At once, Tawny Owl glided noiselessly down from his perch, and Badger rushed forward. Scarface sprang back.
‘You’ve no reason to go in there,’ said Tawny Owl. ‘What exactly is your game?’
‘I’m not accountable to you,’ snarled the fox, angry at being detected unawares.
‘But you’re accountable to the inhabitants of the den who, to my knowledge, have not invited your presence.’
‘A social call from one fox to another is no concern of a bird’s,’ Scarface sneered.
‘It is in this instance,’ Tawny Owl informed him calmly, ‘as I was specifically requested to keep watch for intruders.’
‘Intruders?’ snapped Scarface. ‘Intruders? How dare you talk to me of intruders. I’ve lived in this Park all my life –
and
my kind with me. I’ve more right to enter this earth than those who are already in it – cubs or no cubs.’
‘Just because you were born here doesn’t mean you own the Park, you know.’ Badger spoke for the first time. ‘There’s more than enough room for everyone to live comfortably without any interference being called for.
We
all lost our original homes thanks to human intervention,
and we came here for the very reason that it was safe from human hands.’
‘Yes, yes, we’ve all heard about your heroic journey from Farthing Wood,’ the fox said sarcastically. ‘I was at the reception party when you arrived, just like everyone else. The Park could absorb
your
numbers rightly enough. But now you’ve started breeding . . .’
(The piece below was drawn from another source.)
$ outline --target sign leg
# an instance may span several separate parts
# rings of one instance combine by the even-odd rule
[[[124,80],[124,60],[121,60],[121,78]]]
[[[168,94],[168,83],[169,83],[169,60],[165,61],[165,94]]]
‘Some of us have,’ Badger corrected him. ‘I myself have no mate. Neither does Tawny Owl here. But you’ve nothing to fear from our party. We like to keep ourselves to ourselves.’
‘You have to eat, don’t you? I’m sure you don’t leave the Park every time you go hunting.’
‘Of course not,’ replied Tawny Owl imperturbably. ‘Do you?’
Scarface bristled with anger again. ‘The whole of this Reserve is my hunting territory,’ he seethed. ‘From time immemorial my ancestors lived and hunted here, long before it was fenced off by humans, or even had a name. When it was still wild and unchecked countryside, they roamed here freely. And it will always be that way. My cubs will hunt here after me, and their cubs after them . . .’
‘And so on ad infinitum,’ Tawny Owl remarked drolly.
Scarface looked at him dangerously, baring his fangs. Badger quailed slightly, though Tawny Owl stood his ground. In slow, menacing tones Scarface said: ‘No other family of foxes will be allowed the freedom of the Park. Tell your gallant leader to stay in his own quarter if he values the safety of his mate and her cubs. My family is large: I have many dependents. Don’t let him think he can outwit me. I’ve lived many years and I’ve yet to be bested.’ With a final snarl, he loped off into the shadows.